Cameroonian lawyer (born 1945)

Alice Nkom (born 14 January 1945) is a Cameroonian lawyer, politician, and human rights activist known for her advocacy in defending the rights of LGBTQ+ individuals in Cameroon. She is the first woman in Central Africa to become a lawyer and is noted for her efforts in advocating for the decriminalization of homosexuality in the region.

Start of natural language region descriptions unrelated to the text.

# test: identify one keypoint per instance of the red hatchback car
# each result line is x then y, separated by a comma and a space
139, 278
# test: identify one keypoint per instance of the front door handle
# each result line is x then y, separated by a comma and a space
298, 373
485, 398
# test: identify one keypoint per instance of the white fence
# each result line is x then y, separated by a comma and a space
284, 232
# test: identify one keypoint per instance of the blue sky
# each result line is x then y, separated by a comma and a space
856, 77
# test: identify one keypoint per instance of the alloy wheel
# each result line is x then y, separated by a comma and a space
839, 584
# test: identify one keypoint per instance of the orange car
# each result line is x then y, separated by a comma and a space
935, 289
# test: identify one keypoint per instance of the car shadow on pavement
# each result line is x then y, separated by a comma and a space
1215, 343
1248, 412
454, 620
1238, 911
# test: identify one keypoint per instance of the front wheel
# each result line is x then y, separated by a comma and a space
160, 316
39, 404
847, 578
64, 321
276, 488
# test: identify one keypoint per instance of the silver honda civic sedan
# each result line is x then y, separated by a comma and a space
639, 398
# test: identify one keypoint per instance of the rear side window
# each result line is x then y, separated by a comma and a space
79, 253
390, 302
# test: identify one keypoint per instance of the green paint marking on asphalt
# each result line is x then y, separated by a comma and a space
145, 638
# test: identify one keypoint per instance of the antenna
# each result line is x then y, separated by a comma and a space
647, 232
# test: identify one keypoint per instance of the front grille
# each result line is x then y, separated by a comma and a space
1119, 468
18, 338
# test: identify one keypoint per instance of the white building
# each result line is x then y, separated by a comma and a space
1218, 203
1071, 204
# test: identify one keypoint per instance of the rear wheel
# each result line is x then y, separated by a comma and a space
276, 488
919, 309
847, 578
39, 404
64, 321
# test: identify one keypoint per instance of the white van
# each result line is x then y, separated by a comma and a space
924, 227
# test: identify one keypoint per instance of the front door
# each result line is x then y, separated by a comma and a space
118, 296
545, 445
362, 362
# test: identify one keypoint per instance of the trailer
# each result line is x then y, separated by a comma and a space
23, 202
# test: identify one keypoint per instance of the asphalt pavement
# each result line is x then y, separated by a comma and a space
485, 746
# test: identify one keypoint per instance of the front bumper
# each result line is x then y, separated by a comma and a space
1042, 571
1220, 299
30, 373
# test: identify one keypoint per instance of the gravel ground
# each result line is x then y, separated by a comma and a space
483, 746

Nkom began studying law at the Toulouse School of Law at the Toulouse Capitole University, France. She completed her studies at the University of Yaoundé and practices law in Douala, Cameroon, since 1969. At the age of 24, she became the first Black French-speaking woman admitted to the bar in Cameroon. She currently serves as the president of the Central African Human Rights Defenders Network (Réseau des défenseurs des droits humains en Afrique centrale, Redhac).

Upon her return from France, Alice Nkom continued her schooling at the University of Yaounde later after her Bar exam, began practicing law in Cameroon in 1969, becoming the attorney of marginalized and discriminated people. She developed a reputation for handling challenging cases, particularly those related to social justice, human rights, and marginalized groups such as LGBTQ+ people

As her career evolved, Nkom increasingly focused on defending the rights of individuals prosecuted under Article 347 bis of the Cameroonian penal code, which criminalizes same‑sex relations. In the course of her work, she met many young and underprivileged people arrested after being reported to authorities or detained during police operations. These cases led her to engage legally to challenge discrimination embedded in national law and in the public perception of same‑sex relationships in Cameroon.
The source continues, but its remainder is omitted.